What is HAMA?
HAMA is an acronym for Human Anti-Mouse Antibodies. Some humans produce HAMA and have it present in their blood. Unfortunately for them, and the in vitro diagnostics industry, the presence of Human anti-mouse Antibodies (HAMA) in patient samples can lead to false positive and false negative results in immunoassays.
Why do some Humans produce HAMA?
Some people work directly with mice while others might inadvertently encounter mouse proteins or immunoglobulins by coming into contact with mouse urine or contaminated food. These people could develop an immune response against mouse immunoglobulins (antibodies) they encounter such that their immune system produces HAMA.
In the past, mouse monoclonal antibodies were used as therapeutics and could elicit an immune response resulting in the presence of HAMA in human individuals. However, these days monoclonal antibody-based pharmaceuticals are “humanised” to avoid this problem.
Presence of HAMA in individuals is rare, but still needs to be accounted for in immunoassay design.
How can HAMA impact Immunoassays?
When a patient is tested for a condition, the test performed is commonly an immunoassay and the sample that is tested is serum or plasma derived from the patient’s blood. Immunoassays are typically developed using a “matched pair” of mouse monoclonal antibodies to bind to and detect the marker of interest. The ‘marker’ of interest depends on the condition being diagnosed but could be, for example, Troponin I which is a marker of acute myocardial infarction, or HIV p24 antigen which is a marker for the presence of HIV virus. The patient sample (e.g. serum or plasma) is applied to the immunoassay and if the marker being tested for is present the mouse monoclonal antibodies within the assay bind to it and a signal is generated.
However, where HAMA is present in the patient sample the HAMA can bind to the mouse monoclonal antibodies used as immunoassay components and can either i) block the mouse monoclonal antibodies from binding to the marker of interest resulting in a false negative result, or ii) form a bridge between the pair of mouse monoclonal antibodies, generating false positive signal. Where a patient receives an incorrect diagnosis due to the presence of HAMA, the consequences can be devastating. At least 34 cases of hCG false-positive tests in the United States between 1999-2004 resulted in the patients receiving chemotherapy or surgery, including 10 hysterectomies, for assumed cancer1.
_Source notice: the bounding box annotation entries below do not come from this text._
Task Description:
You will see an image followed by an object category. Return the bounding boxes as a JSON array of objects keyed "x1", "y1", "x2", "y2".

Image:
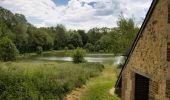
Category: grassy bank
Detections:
[
  {"x1": 0, "y1": 62, "x2": 103, "y2": 100},
  {"x1": 80, "y1": 65, "x2": 120, "y2": 100}
]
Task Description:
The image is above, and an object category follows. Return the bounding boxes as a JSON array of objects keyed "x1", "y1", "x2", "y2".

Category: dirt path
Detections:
[{"x1": 66, "y1": 66, "x2": 120, "y2": 100}]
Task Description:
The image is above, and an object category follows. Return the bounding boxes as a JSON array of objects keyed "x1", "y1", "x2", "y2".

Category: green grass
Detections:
[
  {"x1": 0, "y1": 62, "x2": 103, "y2": 100},
  {"x1": 80, "y1": 65, "x2": 120, "y2": 100}
]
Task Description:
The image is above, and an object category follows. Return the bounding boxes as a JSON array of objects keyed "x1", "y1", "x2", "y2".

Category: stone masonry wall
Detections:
[{"x1": 122, "y1": 0, "x2": 170, "y2": 100}]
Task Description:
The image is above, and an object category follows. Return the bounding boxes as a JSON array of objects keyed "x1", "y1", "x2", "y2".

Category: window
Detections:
[
  {"x1": 168, "y1": 0, "x2": 170, "y2": 23},
  {"x1": 166, "y1": 80, "x2": 170, "y2": 98},
  {"x1": 167, "y1": 42, "x2": 170, "y2": 61}
]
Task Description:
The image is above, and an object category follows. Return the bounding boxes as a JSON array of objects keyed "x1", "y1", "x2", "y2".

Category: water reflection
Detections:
[{"x1": 37, "y1": 54, "x2": 124, "y2": 64}]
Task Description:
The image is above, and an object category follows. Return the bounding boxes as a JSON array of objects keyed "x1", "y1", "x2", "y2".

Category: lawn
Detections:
[
  {"x1": 80, "y1": 65, "x2": 120, "y2": 100},
  {"x1": 0, "y1": 62, "x2": 104, "y2": 100}
]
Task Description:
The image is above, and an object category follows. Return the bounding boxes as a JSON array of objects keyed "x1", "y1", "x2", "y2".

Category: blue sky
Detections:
[{"x1": 0, "y1": 0, "x2": 152, "y2": 30}]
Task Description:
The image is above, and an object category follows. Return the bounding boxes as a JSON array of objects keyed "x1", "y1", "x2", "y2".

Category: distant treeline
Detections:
[{"x1": 0, "y1": 7, "x2": 139, "y2": 54}]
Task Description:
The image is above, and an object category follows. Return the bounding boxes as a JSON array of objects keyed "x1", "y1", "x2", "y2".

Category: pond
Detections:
[{"x1": 29, "y1": 52, "x2": 124, "y2": 64}]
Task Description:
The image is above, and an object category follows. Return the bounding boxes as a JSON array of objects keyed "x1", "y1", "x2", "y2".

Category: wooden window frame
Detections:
[
  {"x1": 167, "y1": 42, "x2": 170, "y2": 61},
  {"x1": 166, "y1": 80, "x2": 170, "y2": 98},
  {"x1": 168, "y1": 0, "x2": 170, "y2": 23}
]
How can HAMA interference be prevented in immunoassays?
Assay manufacturers can develop their assays in such a way as to minimise the interference from HAMA, for example by adding excess mouse immunoglobulin to their assay buffers. When this is done, the HAMA present in the patient sample can bind the excess mouse immunoglobulin rather than the reagents being used in the assay.
Immunoassay developers will need to access patient material in order to design an assay that is not affected by HAMA, and also to show that the assay works in the presence of HAMA. Logical Biological is able to provide HAMA-positive serum and plasma – contact us with your requirements.
Even if blockers are used to control HAMA, the heterogeneous nature of its presence in patients mean that it is difficult to rule out its influence entirely, unless it is measured. If HAMA is suspected, the clinical laboratory can perform serial dilutions with an appropriate buffer to demonstrate nonparallelism (higher recovery of the signal than expected).
An alternative solution to controlling for HAMA interference is to use monoclonal antibodies from an alternative species in the immunoassay, in place of mouse monoclonal antibodies. Rabbit and Sheep monoclonal antibodies are candidates here. However, this is not a great solution as some individuals in the population will be producing human anti-rabbit and anti-sheep antibodies. Synthetic peptide binders and/or recombinant antibodies can theoretically avoid the problem of HAMA when used as alternatives to antibodies raised in animals.
- Human Chorionic Gonadotropin (hCG), By Laurence A. Cole, Stephen A. Butler. Elsevier. 2010.